Updated 27 November
In what seems to be a repackaging and repositioning of their remote care management/telehealth services, Intel-GE Care Innovations is now orchestrating Health Harmony. It appears on their promotional web page to be a bundling into that latest rave, the care continuum, but also a refreshing of separate systems developed since 2011: for the patient, an in-home tablet hub/portal for monitors and PC-based content portal once known as Connect; and for the clinician or caregiver, what was formerly called the Intel-GE Care Innovations Guide (which succeeded the Intel Health Guide).
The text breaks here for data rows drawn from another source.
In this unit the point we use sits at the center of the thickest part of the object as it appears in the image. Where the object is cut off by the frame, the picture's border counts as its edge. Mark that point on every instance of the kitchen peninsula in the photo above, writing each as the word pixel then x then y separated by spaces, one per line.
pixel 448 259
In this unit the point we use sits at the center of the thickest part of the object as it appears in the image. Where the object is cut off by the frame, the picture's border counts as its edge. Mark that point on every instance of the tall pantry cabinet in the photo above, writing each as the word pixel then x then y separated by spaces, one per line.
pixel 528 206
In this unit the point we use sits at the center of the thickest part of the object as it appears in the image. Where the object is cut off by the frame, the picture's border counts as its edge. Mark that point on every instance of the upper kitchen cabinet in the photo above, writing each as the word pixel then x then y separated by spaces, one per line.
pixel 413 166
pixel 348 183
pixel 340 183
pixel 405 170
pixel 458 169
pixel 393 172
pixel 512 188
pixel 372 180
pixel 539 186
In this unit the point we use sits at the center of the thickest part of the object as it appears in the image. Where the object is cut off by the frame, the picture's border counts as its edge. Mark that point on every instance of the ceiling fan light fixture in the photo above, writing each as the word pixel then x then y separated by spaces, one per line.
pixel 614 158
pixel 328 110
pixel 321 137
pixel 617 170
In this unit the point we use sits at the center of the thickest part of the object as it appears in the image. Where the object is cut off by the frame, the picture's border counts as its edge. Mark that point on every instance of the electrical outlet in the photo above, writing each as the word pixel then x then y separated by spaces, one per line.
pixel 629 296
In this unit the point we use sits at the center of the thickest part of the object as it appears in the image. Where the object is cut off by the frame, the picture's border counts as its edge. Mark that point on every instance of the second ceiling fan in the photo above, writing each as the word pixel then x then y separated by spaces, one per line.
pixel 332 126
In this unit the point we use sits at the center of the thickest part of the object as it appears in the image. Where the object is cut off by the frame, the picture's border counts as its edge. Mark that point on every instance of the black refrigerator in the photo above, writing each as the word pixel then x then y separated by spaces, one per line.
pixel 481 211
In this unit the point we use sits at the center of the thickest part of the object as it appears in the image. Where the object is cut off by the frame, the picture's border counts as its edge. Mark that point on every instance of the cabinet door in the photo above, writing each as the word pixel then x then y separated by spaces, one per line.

According to the CI website and press release from earlier this month, Health Harmony is an ‘optimized experience” that promotes collaboration among the patient, family, friends and care professionals and will “organize caregiving tasks, coordinate schedules, track medications, monitor vital signs and crucial health information, and quickly share information.” The release gives the impression of a launch but no information on cutting over current clients to the new system.
Update: A test of the Health Harmony system in a hospital environment to reduce readmissions is underway with liver transplant patients at the University of Cincinnati Medical Center. The shocking fact is that 50 percent of transplant readmissions occur within seven days of discharge. Instead of being discharged with a booklet and an exam one week later, the patients daily self-monitor vital signs (blood pressure, glucose, temperature), pain level and answer programmed questions. The clinical team reviews their data for 90 days post-discharge and can also do video consults. Currently eight patients are being monitored in the program with up to 20 projected through April 2015. Liver transplant bundled payments are approximately $250,000 with surgery being $180,000 of it, so there is an immediate benefit to the hospital system.
Another interesting development in Roseville, California is the expansion of the CI Validation Institute, announced in June,which recently announced Karissa Price-Rico, PhD, from The Trusted Hands Network home care, as well as a primarily academic and association-based Advisory Board today. (This Editor noted that Health 2.0 leader Matthew Holt is on the board, which will lead to high-energy meetings!) The CIVI’s purpose is to “ensure that vendors and consultants adhere to the highest standards of validity, and compete for their (population health) business on the basis of integrity and performance.” It also plans to provide certification for consultants and vendors, though that process has not yet been disclosed.
One would assume that certification would logically require disclosure of technology and business practices. Having an institute so closely tied to a competitor for most companies might seem a little too close for comfort. The chair of the Advisory Board is also the founding dean of the Jefferson School of Population Health at Thomas Jefferson University in Philadelphia; the CIVI recently donated $50,000 to the school.